Stitch Fix has officially filed for an initial public offering, revealing that it earned nearly $1 billion in annual sales.
According to news from The Wall Street Journal, the six-year-old personal shopping startup’s revenue surged to $977 million in the year ending July 29, from $73 million in 2014. While some of that profitability can be attributed to the company’s limited marketing expenses, its prospectus noted that Stitch Fix plans to increase marketing expenses in the future.
In addition, Stitch Fix reported more than two million active clients, which include those who have made at least one purchase over the previous 12 months, with a repeat rate of 86 percent, up from 83 percent a year earlier.
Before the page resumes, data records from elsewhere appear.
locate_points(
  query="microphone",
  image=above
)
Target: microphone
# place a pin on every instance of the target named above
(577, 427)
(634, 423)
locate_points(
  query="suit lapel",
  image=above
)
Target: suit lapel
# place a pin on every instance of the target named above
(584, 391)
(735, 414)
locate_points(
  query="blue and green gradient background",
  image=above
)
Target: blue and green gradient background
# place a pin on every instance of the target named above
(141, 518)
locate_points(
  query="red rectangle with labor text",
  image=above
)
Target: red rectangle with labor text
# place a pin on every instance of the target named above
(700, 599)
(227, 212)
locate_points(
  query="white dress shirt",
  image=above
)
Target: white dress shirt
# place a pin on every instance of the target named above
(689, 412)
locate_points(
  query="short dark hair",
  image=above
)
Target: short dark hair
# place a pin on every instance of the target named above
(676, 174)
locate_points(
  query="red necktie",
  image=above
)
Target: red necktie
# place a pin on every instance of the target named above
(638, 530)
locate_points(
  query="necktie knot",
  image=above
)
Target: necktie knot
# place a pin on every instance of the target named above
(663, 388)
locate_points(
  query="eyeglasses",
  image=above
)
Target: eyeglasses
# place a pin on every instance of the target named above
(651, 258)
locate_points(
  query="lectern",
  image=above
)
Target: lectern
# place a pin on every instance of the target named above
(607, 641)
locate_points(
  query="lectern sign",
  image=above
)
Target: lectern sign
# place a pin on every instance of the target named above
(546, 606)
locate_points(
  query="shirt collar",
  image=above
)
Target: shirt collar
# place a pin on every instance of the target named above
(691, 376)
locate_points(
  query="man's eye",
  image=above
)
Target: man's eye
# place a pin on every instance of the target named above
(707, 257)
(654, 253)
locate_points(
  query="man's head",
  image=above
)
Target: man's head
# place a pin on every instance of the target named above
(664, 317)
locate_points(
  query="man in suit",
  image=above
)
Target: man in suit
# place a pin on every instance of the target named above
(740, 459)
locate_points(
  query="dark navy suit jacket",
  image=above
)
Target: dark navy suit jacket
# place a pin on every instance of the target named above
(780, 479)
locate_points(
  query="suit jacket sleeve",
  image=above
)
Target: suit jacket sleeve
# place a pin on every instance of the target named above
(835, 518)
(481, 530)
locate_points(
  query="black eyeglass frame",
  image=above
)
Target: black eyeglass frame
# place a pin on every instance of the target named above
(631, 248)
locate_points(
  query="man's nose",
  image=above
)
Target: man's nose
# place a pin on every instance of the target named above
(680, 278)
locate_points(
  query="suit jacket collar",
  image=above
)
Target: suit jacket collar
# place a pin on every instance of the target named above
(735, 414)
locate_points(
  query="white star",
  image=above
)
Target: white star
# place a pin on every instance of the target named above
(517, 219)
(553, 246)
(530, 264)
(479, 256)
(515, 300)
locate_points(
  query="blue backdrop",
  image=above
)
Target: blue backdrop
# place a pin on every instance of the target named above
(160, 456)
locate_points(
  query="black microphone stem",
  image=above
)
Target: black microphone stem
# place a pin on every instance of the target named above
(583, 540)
The site’s 3,400 stylists use customer surveys, as well as data and their own judgment, to hand-pick recommended outfits that are shipped to customers so they can try them on in the comfort of their own homes. Customers then pay for what they want to keep and send the rest back in a prepaid envelope. The company charges a $20 styling fee for each box, which can be applied as a credit toward purchases.
Stitch Fix is “an entirely different experience than going on Amazon and searching for your own thing,” said Lisa Bougie, the head of Stitch Fix’s women’s business, in an April interview with The Wall Street Journal. “One-to-one personalization at scale is almost the antithesis of what Amazon offers.”
Stitch Fix, which will list its shares under the symbol “SFIX,” will sell Class A shares in the offering, which at one vote per share will have one-tenth the voting power of its existing Class B shares. This structure gives pre-IPO investors, officers and employees control over all matters requiring stockholder approval.
Owners of Class B shares include Baseline Ventures, Benchmark Capital and 34-year-old Stitch Fix founder Katrina Lake, who holds about 15 million Class B shares, or a 16.6 percent stake, before the IPO.